News NEWS | Jan 8, 2024

A rusty animal trap left unmarked off the Clark Ranch trailhead caught border collie Freyja’s back paw between the metal rods on Jan. 3. The dog’s owner Annee Price has brought the accident to the attention of the city and an investigation is underway through Utah Department of Wildlife Resources.
Courtesy of Annee Price

Annee Price was walking near the Clark Ranch trailhead with her border collie, Freyja, on Jan. 3, when her dog’s paw got caught in an unmarked, rusty animal trap. Two metal rods had snapped shut, clamping down on the pads of Freyja’s back left foot. 

She called 911 and went to work on the trap, trying to calm her injured pet. After 20 minutes, Price was able to pry open the trap and release Freyja, and made it back to the car before help arrived. Officer Chad Kiehl from Summit County Animal Control received Price’s report and took the trap for further investigation.

Freyja seemed like she would recover, but it was a long night, said Price.



“Luckily, there were no broken bones in her foot, but she is suffering from soft tissue damage. She had a tough first night with lots of moaning but is almost back to normal now,” she said in an email.

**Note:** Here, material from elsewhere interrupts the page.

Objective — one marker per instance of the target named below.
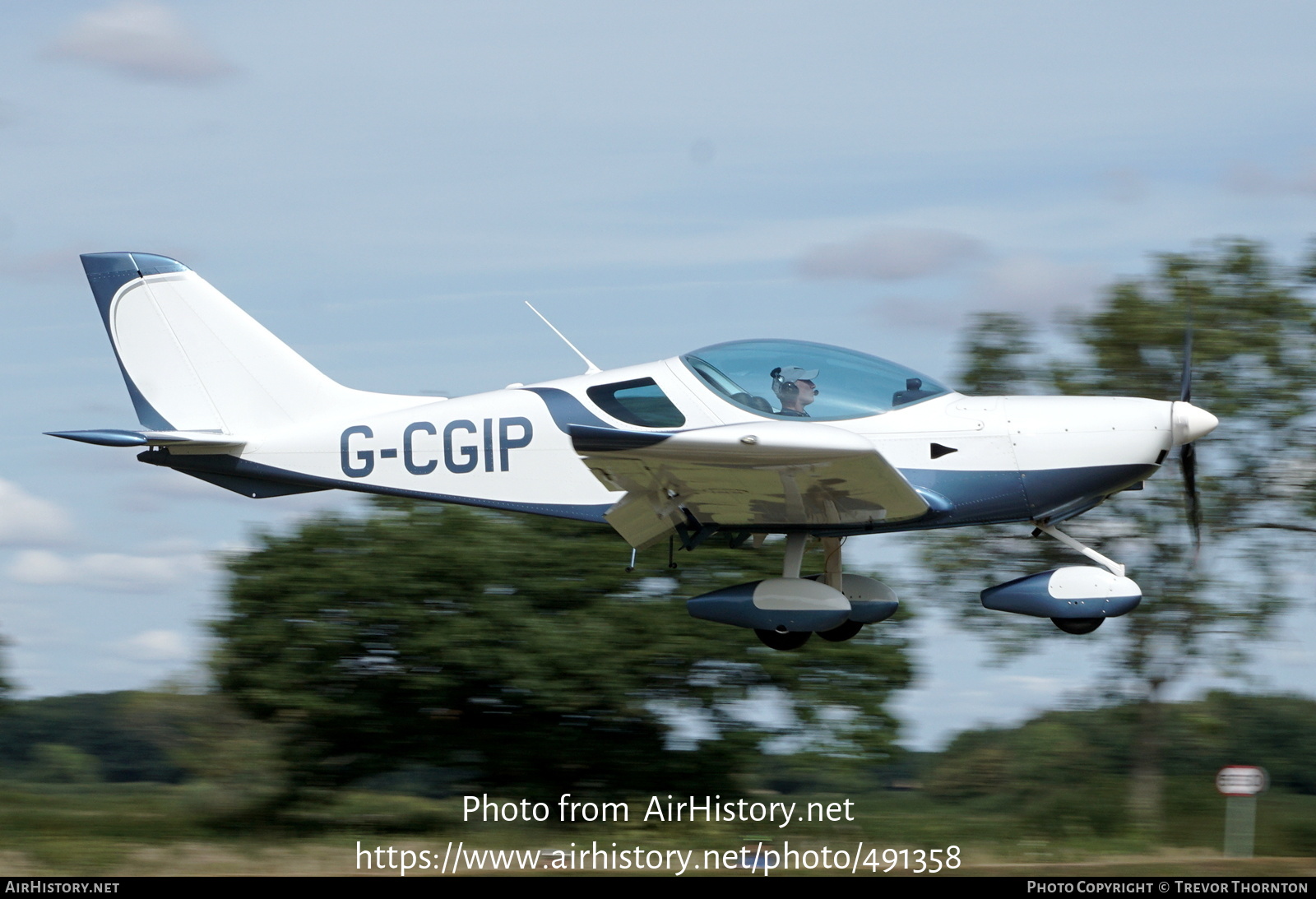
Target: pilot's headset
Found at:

The next day, Price decided to return to the spot with her husband to gather more information and mark the area to warn other hikers and dog owners.



When they reached the area and searched around, Price said they “found multiple dead birds indicating poison was present which probably explains our dog’s moaning.” 

The couple marked the area with pink tape and posted signs cautioning recreationists of the possibility of poisoned traps in the area. 

The trap had been placed about a half-mile south of the trailhead parking lot along the main dirt road, Price said, a parcel of land marked as PC-PP-26A-1-AX, according to the Summit County Parcel Viewer. 

This piece of land goes through many hands, Price soon discovered. Owned by Park City Municipal Corp, it is managed by Utah Open Lands and the trail maintenance is performed by Mountain Trails Foundation.

On Sunday, Price contacted Wendy Fisher of Utah Open Lands and Logan Jones with the Sustainability team for Park City Municipal through an email detailing the incident and raising her concerns.

Most recently, an investigation has been opened by the Utah Division of Wildlife Resources, led by Officer Ethan Justinger, to determine who is responsible for the trap, Price said. 

Freyja is doing much better as of Monday, she said.

Freyja, Annee Price’s border collie, was injured after her back paw was caught in an unmarked animal trap. After icing and resting, she is doing much better, Price said.